Greetings from Berkeley!
Posted by David Zaslavsky on — CommentsI goofed.
I’ve been so busy I completely forgot to write a blog post about my visit to Berkeley Lab (LBL) this week! You might have noticed if you pay very close attention to my Twitter stream, but really, who does that? So instead of an announcement of the trip, here’s a wrap-up report, from the day before I leave.
My reason for being out here in the first place is the research project I’ve been working on, with my adviser and another professor, for the last several months. Since we’re making a prediction for the LHC’s proton-ion collision run, which is going on now and ends next month, we have to rush to get some results and share them out to the physics community before the LHC experiments publish their data. So the professor I’m working with, who is spending a month at Berkeley, invited me out to work on the project and give a talk about it to the nuclear theory group at the lab. (My first invited talk, yay!) The talk itself went okay, not great, but that’s really my own fault because I had to stay awake the entire night before to work on it. Plus, the program that generated the results finished running about a half hour before I was scheduled to start speaking.
For the record, I suggest always preparing presentations ahead of time.
Besides the talk, though, it’s been a pretty great trip. I got to hang out with some college friends who I haven’t seen in too long (hi Alex, Sam, and Mia!). I also get to spend the week enjoying lovely views of the San Francisco Bay and surrounding area, thanks to the lab being about a thousand feet above the city. My room at the guest house (actually more of a hotel) even looks out on the city and SF Bay!
Even better, there’s a lot of physics history wrapped up in this town.
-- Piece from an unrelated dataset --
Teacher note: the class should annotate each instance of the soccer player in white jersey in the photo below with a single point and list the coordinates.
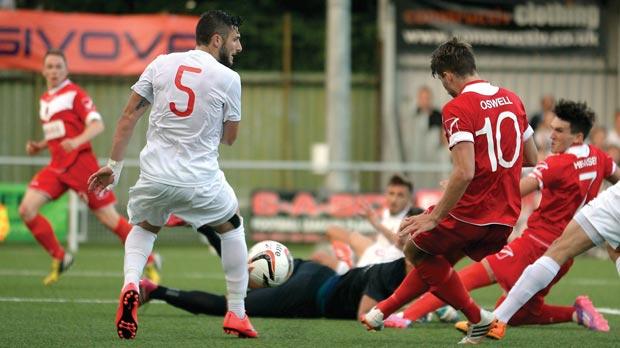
(196, 105)
(597, 223)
The first cyclotron — a distant technological ancestor of the LHC — was built in Berkeley, and the precursor to LBL was at the forefront of experimental particle physics throughout the 1930s. The magnet from one of the early Berkeley cyclotrons is still around, on display outside the Lawrence Museum of Science. Unfortunately I only got out to see it at night, hence the low-quality picture at left… but still, pretty cool :-) Since then, LBL and UC Berkeley have remained heavily involved in nuclear and particle physics research. A staggering number of famous physicists (including many Nobel Prize winners) have passed through this lab over the past 80 years — maybe even through the same room I’m staying in now!
But all that is over now. I’m heading back home tomorrow, so no more mild California weather… but on the bright side, hopefully I can finish up this research project soon, and then back to regular physics blogging!